Per invertire la tendenza sono necessari sostegni finanziari efficienti e tempestivi, proprio per far fronte agli effetti più devastanti e paralizzanti della chiusura delle attività e della vita sociale, ma sopratutto investimenti che rimettano in moto l’economia regionale che corre il rischio di avvilupparsi in una sindrome depressiva.
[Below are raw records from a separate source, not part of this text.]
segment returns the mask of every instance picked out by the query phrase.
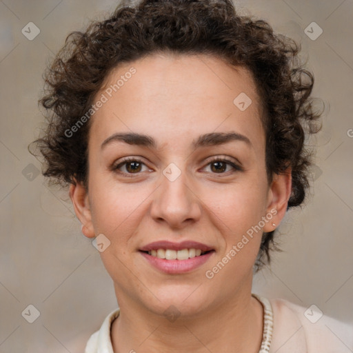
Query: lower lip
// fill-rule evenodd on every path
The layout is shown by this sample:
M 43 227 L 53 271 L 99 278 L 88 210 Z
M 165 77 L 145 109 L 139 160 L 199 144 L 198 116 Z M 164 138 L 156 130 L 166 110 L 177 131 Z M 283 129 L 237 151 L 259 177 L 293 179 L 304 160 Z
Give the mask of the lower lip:
M 192 271 L 203 265 L 213 254 L 214 250 L 199 256 L 188 259 L 188 260 L 166 260 L 149 255 L 145 252 L 140 254 L 154 268 L 165 273 L 175 274 Z

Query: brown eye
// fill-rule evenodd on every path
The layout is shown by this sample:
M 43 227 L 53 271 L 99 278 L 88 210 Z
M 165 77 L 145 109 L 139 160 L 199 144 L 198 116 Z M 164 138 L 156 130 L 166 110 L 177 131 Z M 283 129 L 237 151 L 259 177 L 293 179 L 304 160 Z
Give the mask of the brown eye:
M 241 167 L 237 165 L 232 161 L 225 159 L 220 159 L 219 157 L 214 158 L 208 165 L 210 165 L 210 170 L 214 174 L 226 174 L 227 167 L 230 166 L 233 172 L 242 171 Z M 232 172 L 232 170 L 230 171 Z
M 142 170 L 142 166 L 145 165 L 144 163 L 139 159 L 128 159 L 123 161 L 121 163 L 114 165 L 112 170 L 117 171 L 120 174 L 139 174 Z M 125 170 L 123 168 L 125 167 Z
M 128 162 L 125 163 L 125 164 L 126 165 L 126 170 L 128 170 L 129 173 L 134 173 L 135 172 L 141 171 L 141 163 L 140 162 Z
M 210 163 L 211 170 L 216 172 L 224 172 L 227 169 L 227 164 L 222 161 L 212 162 Z M 214 167 L 214 168 L 212 168 L 212 167 Z

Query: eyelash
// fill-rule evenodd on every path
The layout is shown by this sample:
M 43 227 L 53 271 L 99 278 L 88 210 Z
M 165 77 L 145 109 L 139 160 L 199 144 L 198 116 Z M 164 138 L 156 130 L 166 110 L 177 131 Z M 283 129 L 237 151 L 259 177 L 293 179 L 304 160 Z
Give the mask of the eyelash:
M 214 157 L 214 158 L 212 158 L 212 159 L 211 161 L 210 161 L 208 163 L 208 164 L 206 164 L 205 166 L 208 166 L 210 164 L 211 164 L 214 162 L 216 162 L 216 162 L 223 162 L 223 163 L 225 163 L 226 164 L 230 165 L 231 167 L 232 167 L 234 168 L 233 172 L 243 171 L 243 169 L 241 167 L 235 164 L 232 161 L 230 161 L 230 159 L 228 159 L 227 158 L 225 158 L 225 157 L 223 157 L 223 158 Z M 128 164 L 129 162 L 138 162 L 138 163 L 144 164 L 145 165 L 145 163 L 144 163 L 141 159 L 139 159 L 137 158 L 128 157 L 128 158 L 123 159 L 119 164 L 113 164 L 113 165 L 111 168 L 111 170 L 113 171 L 115 171 L 121 174 L 125 174 L 125 176 L 126 176 L 128 178 L 133 178 L 135 176 L 135 174 L 137 175 L 137 174 L 141 174 L 141 172 L 137 172 L 137 173 L 126 173 L 126 172 L 121 172 L 120 170 L 119 170 L 119 169 L 121 167 L 122 167 L 123 165 L 124 165 L 125 164 Z M 227 174 L 227 172 L 221 172 L 221 173 L 212 173 L 212 174 Z

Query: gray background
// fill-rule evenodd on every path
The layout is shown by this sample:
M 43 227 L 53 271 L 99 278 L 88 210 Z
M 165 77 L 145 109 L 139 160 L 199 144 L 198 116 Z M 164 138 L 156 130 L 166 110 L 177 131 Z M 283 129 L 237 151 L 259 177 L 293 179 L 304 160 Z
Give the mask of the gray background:
M 48 188 L 27 146 L 43 118 L 41 75 L 69 32 L 102 19 L 117 1 L 0 1 L 0 352 L 83 351 L 90 335 L 117 306 L 99 253 L 81 234 L 67 192 Z M 313 71 L 314 96 L 325 101 L 312 187 L 303 210 L 279 230 L 283 252 L 258 274 L 254 292 L 352 322 L 353 1 L 239 1 L 240 12 L 268 20 L 301 43 Z M 313 41 L 304 30 L 323 30 Z M 28 22 L 40 34 L 28 40 Z M 314 34 L 316 32 L 314 32 Z M 21 316 L 40 312 L 32 324 Z M 32 311 L 33 312 L 33 311 Z M 347 350 L 348 352 L 348 350 Z

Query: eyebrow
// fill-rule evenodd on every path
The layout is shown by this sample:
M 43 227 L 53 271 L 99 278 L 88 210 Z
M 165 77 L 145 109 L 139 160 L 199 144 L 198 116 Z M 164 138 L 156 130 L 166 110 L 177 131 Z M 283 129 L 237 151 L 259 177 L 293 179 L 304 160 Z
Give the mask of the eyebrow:
M 156 140 L 151 136 L 137 134 L 135 132 L 117 133 L 105 139 L 101 145 L 101 149 L 104 148 L 112 142 L 124 142 L 129 145 L 137 145 L 157 149 Z M 200 147 L 212 146 L 227 143 L 231 141 L 245 142 L 249 147 L 252 147 L 250 140 L 245 135 L 238 132 L 210 132 L 200 135 L 196 139 L 193 140 L 192 148 L 194 149 Z

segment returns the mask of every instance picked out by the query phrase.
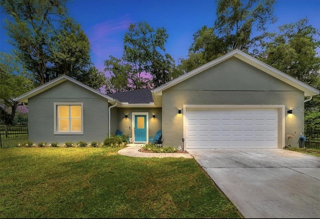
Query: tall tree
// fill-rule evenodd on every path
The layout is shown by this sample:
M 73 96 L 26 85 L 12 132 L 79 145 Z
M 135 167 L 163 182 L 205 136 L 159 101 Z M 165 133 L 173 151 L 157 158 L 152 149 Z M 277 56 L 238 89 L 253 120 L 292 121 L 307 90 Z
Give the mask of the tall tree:
M 204 26 L 193 35 L 186 59 L 186 72 L 236 49 L 248 52 L 265 37 L 266 25 L 273 23 L 275 0 L 219 0 L 212 27 Z
M 12 124 L 17 107 L 21 104 L 14 98 L 31 90 L 34 85 L 15 58 L 3 53 L 0 58 L 0 117 L 5 124 Z
M 165 53 L 168 35 L 164 28 L 155 30 L 147 23 L 140 22 L 130 24 L 128 29 L 122 57 L 111 56 L 105 62 L 105 70 L 111 74 L 110 90 L 120 91 L 153 87 L 176 76 L 174 60 Z M 151 76 L 151 80 L 146 74 Z
M 268 33 L 252 53 L 267 64 L 320 90 L 320 31 L 306 19 Z M 306 103 L 306 130 L 320 129 L 320 97 Z
M 64 74 L 79 80 L 84 78 L 82 74 L 97 73 L 92 71 L 89 40 L 80 26 L 67 17 L 66 3 L 67 0 L 1 0 L 10 17 L 6 20 L 5 27 L 10 42 L 37 83 L 43 84 Z M 101 73 L 94 76 L 99 77 L 98 81 L 104 81 Z M 97 87 L 94 81 L 82 82 Z
M 49 50 L 54 24 L 65 15 L 66 0 L 1 0 L 11 19 L 5 27 L 18 57 L 41 84 L 53 77 Z

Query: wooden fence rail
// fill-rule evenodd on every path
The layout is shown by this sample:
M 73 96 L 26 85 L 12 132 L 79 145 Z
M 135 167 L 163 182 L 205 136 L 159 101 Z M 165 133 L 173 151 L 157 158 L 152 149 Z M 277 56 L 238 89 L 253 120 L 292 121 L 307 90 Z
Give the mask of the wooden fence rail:
M 18 147 L 28 140 L 28 126 L 0 125 L 0 148 Z

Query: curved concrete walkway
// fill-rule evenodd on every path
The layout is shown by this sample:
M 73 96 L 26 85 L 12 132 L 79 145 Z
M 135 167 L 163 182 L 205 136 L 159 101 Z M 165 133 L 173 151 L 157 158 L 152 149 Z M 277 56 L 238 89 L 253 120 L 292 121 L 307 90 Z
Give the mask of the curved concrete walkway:
M 128 147 L 123 148 L 118 152 L 118 153 L 129 157 L 183 157 L 185 158 L 193 158 L 188 153 L 146 153 L 140 152 L 138 150 L 141 148 L 143 145 L 134 145 L 131 146 L 130 144 Z

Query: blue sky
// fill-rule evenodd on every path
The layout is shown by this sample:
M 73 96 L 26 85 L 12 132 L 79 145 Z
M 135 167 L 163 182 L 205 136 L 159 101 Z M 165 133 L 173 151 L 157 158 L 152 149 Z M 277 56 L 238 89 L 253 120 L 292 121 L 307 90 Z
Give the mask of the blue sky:
M 164 27 L 169 35 L 166 52 L 176 60 L 188 54 L 193 34 L 204 25 L 212 26 L 216 18 L 212 0 L 74 0 L 68 6 L 69 15 L 87 35 L 92 60 L 100 70 L 109 55 L 121 56 L 123 39 L 130 23 L 146 21 L 155 28 Z M 306 17 L 318 28 L 319 11 L 320 0 L 278 0 L 275 5 L 278 21 L 269 30 Z M 12 48 L 6 42 L 8 38 L 3 28 L 5 16 L 1 15 L 0 50 L 10 52 Z

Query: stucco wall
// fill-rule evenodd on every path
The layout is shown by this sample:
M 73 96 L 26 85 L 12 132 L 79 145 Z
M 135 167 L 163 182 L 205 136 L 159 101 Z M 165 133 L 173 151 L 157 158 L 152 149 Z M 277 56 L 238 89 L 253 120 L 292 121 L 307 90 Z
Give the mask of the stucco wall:
M 165 145 L 182 145 L 184 112 L 178 111 L 184 105 L 285 105 L 285 136 L 294 130 L 297 133 L 292 146 L 297 145 L 303 132 L 304 113 L 286 113 L 304 107 L 303 92 L 235 58 L 172 87 L 162 95 Z
M 109 104 L 109 106 L 111 106 Z M 115 106 L 111 108 L 110 112 L 110 132 L 112 135 L 116 134 L 116 132 L 118 129 L 118 108 Z
M 162 129 L 162 116 L 161 108 L 118 108 L 118 129 L 124 134 L 129 135 L 129 137 L 132 137 L 132 112 L 149 113 L 149 136 L 154 136 L 156 132 Z M 128 115 L 127 118 L 125 118 L 126 115 Z M 156 118 L 153 118 L 153 115 L 154 115 Z
M 83 135 L 54 135 L 53 103 L 83 103 Z M 37 143 L 84 141 L 102 141 L 108 129 L 108 100 L 69 81 L 66 81 L 29 99 L 29 137 Z

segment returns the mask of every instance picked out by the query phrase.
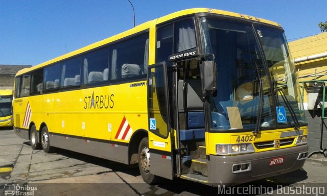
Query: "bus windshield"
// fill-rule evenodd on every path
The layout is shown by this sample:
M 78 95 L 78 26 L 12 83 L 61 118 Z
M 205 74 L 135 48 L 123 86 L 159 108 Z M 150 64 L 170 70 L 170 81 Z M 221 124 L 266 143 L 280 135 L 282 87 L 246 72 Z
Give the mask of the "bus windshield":
M 284 107 L 286 112 L 286 120 L 278 120 L 278 125 L 296 124 L 294 121 L 298 121 L 299 125 L 306 123 L 295 68 L 290 60 L 285 34 L 280 30 L 265 27 L 256 26 L 255 31 L 274 86 L 276 106 Z M 292 112 L 295 118 L 292 117 Z
M 0 117 L 12 114 L 11 96 L 0 96 Z
M 297 114 L 296 120 L 305 122 L 294 65 L 292 74 L 291 63 L 287 61 L 283 65 L 283 68 L 287 67 L 283 73 L 279 67 L 275 71 L 278 71 L 277 78 L 272 77 L 275 66 L 268 63 L 269 69 L 265 67 L 264 56 L 268 49 L 263 55 L 255 34 L 263 38 L 263 29 L 260 32 L 261 28 L 257 27 L 255 32 L 251 23 L 213 18 L 202 18 L 201 25 L 205 52 L 215 55 L 217 67 L 217 94 L 209 95 L 208 99 L 213 129 L 253 130 L 259 125 L 260 129 L 271 129 L 277 124 L 293 125 L 295 120 L 291 117 L 292 111 Z M 283 35 L 283 32 L 280 34 Z M 272 47 L 266 42 L 262 47 Z M 275 50 L 287 51 L 286 47 L 278 47 Z M 276 90 L 272 91 L 272 78 L 279 80 L 282 75 L 285 84 L 282 86 L 278 82 Z M 279 89 L 282 92 L 278 92 Z M 285 103 L 290 104 L 286 106 Z M 282 120 L 276 115 L 281 108 L 285 111 L 282 112 Z

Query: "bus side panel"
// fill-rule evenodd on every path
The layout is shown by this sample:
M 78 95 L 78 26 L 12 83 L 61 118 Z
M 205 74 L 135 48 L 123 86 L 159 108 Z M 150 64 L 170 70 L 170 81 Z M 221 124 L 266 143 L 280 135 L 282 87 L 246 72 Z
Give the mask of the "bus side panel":
M 42 98 L 42 121 L 45 123 L 50 132 L 56 132 L 54 129 L 54 95 L 55 93 L 46 94 Z M 40 130 L 41 131 L 41 130 Z
M 43 96 L 42 95 L 36 95 L 27 98 L 29 100 L 29 103 L 31 107 L 31 120 L 35 125 L 36 130 L 39 131 L 41 123 L 43 121 L 44 114 L 42 112 L 42 103 Z
M 15 99 L 13 104 L 14 126 L 16 134 L 20 137 L 28 140 L 28 127 L 25 126 L 24 119 L 27 115 L 28 99 L 18 98 Z

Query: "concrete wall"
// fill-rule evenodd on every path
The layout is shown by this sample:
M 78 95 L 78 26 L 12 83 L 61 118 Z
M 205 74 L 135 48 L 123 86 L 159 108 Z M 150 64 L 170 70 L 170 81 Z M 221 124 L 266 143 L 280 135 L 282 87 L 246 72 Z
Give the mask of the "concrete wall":
M 293 58 L 307 57 L 327 52 L 327 32 L 304 38 L 289 43 Z M 297 76 L 301 82 L 313 80 L 327 80 L 327 58 L 307 61 L 295 64 Z M 315 72 L 318 74 L 315 77 Z M 320 73 L 319 73 L 321 72 Z M 311 74 L 313 76 L 306 77 Z M 304 92 L 305 108 L 307 108 L 307 93 L 306 87 Z M 326 97 L 327 98 L 327 97 Z M 327 111 L 325 110 L 325 115 Z M 324 149 L 327 148 L 327 119 L 321 120 L 321 109 L 306 110 L 306 117 L 308 124 L 308 143 L 309 153 L 320 150 L 321 124 L 323 129 L 323 144 Z
M 15 75 L 0 75 L 0 89 L 14 89 Z
M 326 111 L 325 110 L 325 114 Z M 306 111 L 306 117 L 308 124 L 308 143 L 309 153 L 320 150 L 321 136 L 321 110 Z M 327 119 L 322 123 L 323 149 L 327 148 Z

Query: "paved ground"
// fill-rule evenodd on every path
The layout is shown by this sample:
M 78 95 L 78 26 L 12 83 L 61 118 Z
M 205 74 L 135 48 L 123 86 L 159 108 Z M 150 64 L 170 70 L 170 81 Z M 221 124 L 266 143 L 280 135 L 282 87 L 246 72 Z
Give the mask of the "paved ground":
M 324 189 L 323 193 L 320 189 L 321 194 L 311 195 L 327 195 L 327 166 L 312 163 L 306 163 L 300 170 L 241 187 L 251 189 L 254 184 L 263 185 L 268 192 L 262 195 L 280 195 L 278 188 L 281 185 L 283 188 L 289 189 L 284 189 L 285 191 L 293 187 L 293 190 L 303 193 L 303 187 L 300 188 L 302 192 L 294 187 L 311 184 L 323 186 Z M 11 183 L 19 183 L 20 187 L 25 187 L 26 192 L 35 195 L 217 195 L 220 191 L 218 188 L 181 179 L 149 185 L 143 182 L 136 166 L 63 150 L 58 149 L 53 154 L 33 151 L 29 142 L 16 136 L 13 130 L 3 129 L 0 130 L 0 196 L 4 194 L 4 189 L 8 189 L 8 184 Z M 33 187 L 36 190 L 31 192 Z M 273 192 L 270 192 L 272 190 Z M 318 190 L 316 192 L 319 193 Z M 253 191 L 246 192 L 253 193 Z

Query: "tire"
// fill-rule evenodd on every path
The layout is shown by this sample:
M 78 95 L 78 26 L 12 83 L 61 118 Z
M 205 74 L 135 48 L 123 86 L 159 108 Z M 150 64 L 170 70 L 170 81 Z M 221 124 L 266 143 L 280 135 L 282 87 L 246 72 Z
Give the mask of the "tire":
M 41 144 L 38 141 L 38 138 L 36 128 L 35 126 L 33 125 L 31 128 L 31 131 L 30 132 L 30 143 L 33 150 L 41 149 Z
M 41 145 L 43 151 L 50 153 L 54 151 L 54 147 L 50 145 L 50 137 L 46 126 L 42 128 L 41 132 Z
M 158 182 L 159 177 L 151 174 L 150 166 L 149 140 L 145 137 L 138 146 L 138 169 L 144 182 L 150 184 L 155 184 Z

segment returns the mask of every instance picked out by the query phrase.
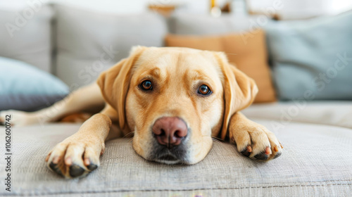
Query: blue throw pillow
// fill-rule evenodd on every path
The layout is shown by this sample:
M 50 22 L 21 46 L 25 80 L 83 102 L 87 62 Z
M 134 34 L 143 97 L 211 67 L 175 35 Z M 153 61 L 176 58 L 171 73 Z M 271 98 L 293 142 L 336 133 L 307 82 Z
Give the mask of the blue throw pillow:
M 0 57 L 0 110 L 37 110 L 69 92 L 57 77 L 19 61 Z
M 352 11 L 265 30 L 280 99 L 352 99 Z

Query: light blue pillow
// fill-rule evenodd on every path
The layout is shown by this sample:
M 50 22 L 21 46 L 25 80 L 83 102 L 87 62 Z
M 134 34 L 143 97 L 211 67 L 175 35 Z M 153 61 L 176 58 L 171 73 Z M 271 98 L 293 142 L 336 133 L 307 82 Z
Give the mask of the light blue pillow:
M 26 63 L 0 57 L 0 110 L 39 110 L 68 92 L 68 87 L 55 76 Z
M 280 99 L 352 99 L 352 11 L 265 30 Z

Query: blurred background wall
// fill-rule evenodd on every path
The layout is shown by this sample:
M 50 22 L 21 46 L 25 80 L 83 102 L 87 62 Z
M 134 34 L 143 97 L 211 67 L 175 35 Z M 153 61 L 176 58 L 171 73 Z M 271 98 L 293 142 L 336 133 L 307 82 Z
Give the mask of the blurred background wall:
M 135 13 L 145 11 L 149 5 L 176 6 L 177 12 L 192 13 L 208 13 L 210 0 L 1 0 L 0 8 L 18 8 L 25 6 L 30 2 L 58 2 L 74 5 L 82 8 L 118 13 Z M 262 13 L 265 8 L 272 6 L 279 1 L 283 5 L 278 11 L 282 19 L 307 18 L 316 15 L 337 14 L 352 8 L 351 0 L 218 0 L 219 6 L 230 2 L 233 10 L 241 10 L 242 7 L 256 13 Z

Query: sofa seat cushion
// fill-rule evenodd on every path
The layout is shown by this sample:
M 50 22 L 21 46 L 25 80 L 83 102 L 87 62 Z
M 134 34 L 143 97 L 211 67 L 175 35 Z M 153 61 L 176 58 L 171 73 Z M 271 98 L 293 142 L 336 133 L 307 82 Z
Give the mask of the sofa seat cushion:
M 271 129 L 270 121 L 256 120 Z M 44 158 L 79 127 L 13 127 L 11 195 L 344 196 L 352 192 L 351 129 L 291 122 L 275 132 L 284 152 L 268 163 L 251 160 L 233 145 L 215 142 L 198 164 L 167 165 L 145 160 L 134 151 L 130 139 L 118 139 L 106 143 L 99 168 L 82 179 L 65 179 L 46 167 Z M 2 139 L 4 133 L 0 132 Z M 1 151 L 4 156 L 4 148 Z M 1 161 L 0 174 L 5 174 L 4 169 Z M 0 196 L 8 194 L 4 179 L 0 185 Z
M 250 118 L 271 120 L 274 129 L 284 127 L 291 122 L 352 129 L 352 101 L 281 101 L 251 105 L 242 112 Z

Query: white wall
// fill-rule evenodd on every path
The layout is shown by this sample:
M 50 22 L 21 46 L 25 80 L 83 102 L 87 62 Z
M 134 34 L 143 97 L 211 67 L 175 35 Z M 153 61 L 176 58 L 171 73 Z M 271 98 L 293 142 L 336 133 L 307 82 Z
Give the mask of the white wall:
M 87 9 L 118 13 L 133 13 L 147 10 L 149 4 L 180 4 L 179 12 L 206 13 L 210 0 L 0 0 L 0 8 L 28 6 L 30 2 L 58 2 Z M 218 0 L 222 4 L 227 0 Z M 232 0 L 233 2 L 243 0 Z M 336 14 L 352 9 L 352 0 L 247 0 L 251 8 L 262 11 L 281 1 L 284 7 L 279 12 L 284 15 L 316 15 Z

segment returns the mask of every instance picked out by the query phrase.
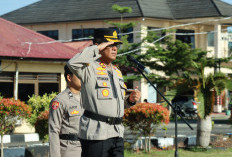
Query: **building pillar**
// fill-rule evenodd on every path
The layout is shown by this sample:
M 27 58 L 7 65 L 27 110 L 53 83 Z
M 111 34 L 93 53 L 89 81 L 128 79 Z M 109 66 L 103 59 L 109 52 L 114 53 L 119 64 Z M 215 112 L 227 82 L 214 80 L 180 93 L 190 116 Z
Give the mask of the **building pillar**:
M 215 59 L 219 59 L 222 57 L 222 52 L 221 52 L 221 24 L 215 24 L 214 25 L 214 56 Z M 215 72 L 220 71 L 220 67 L 218 65 L 214 69 Z M 215 93 L 216 94 L 216 93 Z M 222 104 L 221 104 L 221 95 L 216 95 L 215 96 L 216 101 L 214 105 L 214 112 L 221 113 L 222 112 Z

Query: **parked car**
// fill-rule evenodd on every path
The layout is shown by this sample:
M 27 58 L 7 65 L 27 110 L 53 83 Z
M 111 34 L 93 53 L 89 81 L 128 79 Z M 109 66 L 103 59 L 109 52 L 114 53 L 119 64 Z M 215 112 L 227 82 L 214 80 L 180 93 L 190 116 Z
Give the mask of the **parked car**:
M 172 104 L 178 105 L 181 112 L 181 115 L 185 118 L 194 119 L 197 117 L 197 106 L 198 103 L 194 100 L 193 96 L 175 96 L 172 99 Z

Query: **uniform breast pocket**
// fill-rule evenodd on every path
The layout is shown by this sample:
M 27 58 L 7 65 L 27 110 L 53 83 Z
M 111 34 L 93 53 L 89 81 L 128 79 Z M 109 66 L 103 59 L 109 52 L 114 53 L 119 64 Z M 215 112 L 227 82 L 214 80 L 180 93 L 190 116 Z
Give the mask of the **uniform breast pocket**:
M 112 89 L 109 81 L 97 80 L 98 99 L 112 99 Z
M 120 87 L 121 87 L 121 94 L 122 94 L 122 99 L 126 96 L 126 85 L 123 81 L 119 81 Z
M 72 108 L 72 106 L 68 109 L 69 114 L 69 123 L 70 125 L 78 125 L 81 111 L 78 108 Z

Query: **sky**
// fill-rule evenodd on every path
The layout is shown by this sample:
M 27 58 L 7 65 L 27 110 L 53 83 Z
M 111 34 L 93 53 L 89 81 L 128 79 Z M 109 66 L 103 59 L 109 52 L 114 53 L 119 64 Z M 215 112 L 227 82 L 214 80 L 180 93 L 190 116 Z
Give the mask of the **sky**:
M 0 15 L 22 8 L 40 0 L 0 0 Z M 222 0 L 232 5 L 232 0 Z

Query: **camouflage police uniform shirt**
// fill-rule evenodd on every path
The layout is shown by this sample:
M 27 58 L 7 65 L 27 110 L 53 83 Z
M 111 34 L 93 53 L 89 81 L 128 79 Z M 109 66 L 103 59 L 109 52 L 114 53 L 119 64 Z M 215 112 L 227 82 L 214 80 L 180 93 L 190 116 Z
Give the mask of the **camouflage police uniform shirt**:
M 81 156 L 79 141 L 62 140 L 59 135 L 78 135 L 82 113 L 80 94 L 72 94 L 69 88 L 51 101 L 49 109 L 50 157 Z
M 112 66 L 112 73 L 101 63 L 96 45 L 84 49 L 68 62 L 68 67 L 81 80 L 83 108 L 90 112 L 108 116 L 123 117 L 126 86 L 120 70 Z M 82 116 L 79 135 L 81 139 L 105 140 L 123 137 L 122 124 L 110 125 Z

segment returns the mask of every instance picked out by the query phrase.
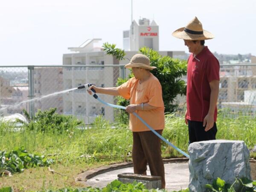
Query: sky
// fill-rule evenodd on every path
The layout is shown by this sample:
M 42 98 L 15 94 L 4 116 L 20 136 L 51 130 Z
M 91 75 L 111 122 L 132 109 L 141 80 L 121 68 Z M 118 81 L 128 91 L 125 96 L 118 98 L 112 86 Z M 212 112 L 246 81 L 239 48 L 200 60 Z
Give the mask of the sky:
M 185 51 L 172 33 L 197 16 L 215 38 L 218 53 L 256 55 L 255 0 L 133 0 L 133 19 L 154 19 L 162 51 Z M 67 48 L 101 38 L 122 48 L 131 23 L 131 0 L 3 0 L 0 65 L 61 65 Z

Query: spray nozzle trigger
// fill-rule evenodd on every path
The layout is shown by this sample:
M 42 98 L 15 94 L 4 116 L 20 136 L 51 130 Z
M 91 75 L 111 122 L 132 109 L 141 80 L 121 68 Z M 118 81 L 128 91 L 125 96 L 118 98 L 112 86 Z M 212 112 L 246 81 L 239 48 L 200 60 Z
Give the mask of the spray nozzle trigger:
M 80 85 L 80 86 L 77 87 L 78 89 L 83 89 L 84 88 L 85 88 L 85 85 L 84 84 Z
M 88 84 L 88 87 L 90 87 L 90 86 L 91 86 L 93 84 L 92 84 L 91 83 L 89 83 Z M 96 93 L 96 91 L 94 90 L 94 89 L 91 89 L 90 90 L 93 93 Z

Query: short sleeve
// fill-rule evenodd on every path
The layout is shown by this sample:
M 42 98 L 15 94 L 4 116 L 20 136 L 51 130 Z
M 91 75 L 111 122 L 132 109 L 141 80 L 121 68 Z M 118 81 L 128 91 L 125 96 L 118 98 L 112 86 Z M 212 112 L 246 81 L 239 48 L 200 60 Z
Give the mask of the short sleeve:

Al riguardo non può sottacersi che l’UE sia intervenuta con tempestività nell’approntare le misure economiche per contrastare gli effetti economici della pandemia da Covid-19 ed introdurre meccanismi per la crescita[3]. Misure economicamente imponenti per far fronte ad una crisi economica postpandemica che si appresta a essere la più grave dalla fine della Seconda conflitto mondiale e dagli esiti ancora assai incerti è per la forte concatenazione che si registra tra le misure di c.d. lockdown e le iniziative economiche necessarie per contrastare la pandemia (e limitarne l’impatto in termini di Pil e di perdita di posti di lavoro) e ciò si correla agli investimenti previsti nel green new deal e nell’economia circolare.

Ci sono due questioni cruciali nel rapporto con lo Stato che risultano irrisolte da decenni: quella dell’autonomia finanziaria e quella degli investimenti infrastrutturali e sul capitale umano. Su entrambi il Governo regionale ha imposto un’accelerazione ed una svolta.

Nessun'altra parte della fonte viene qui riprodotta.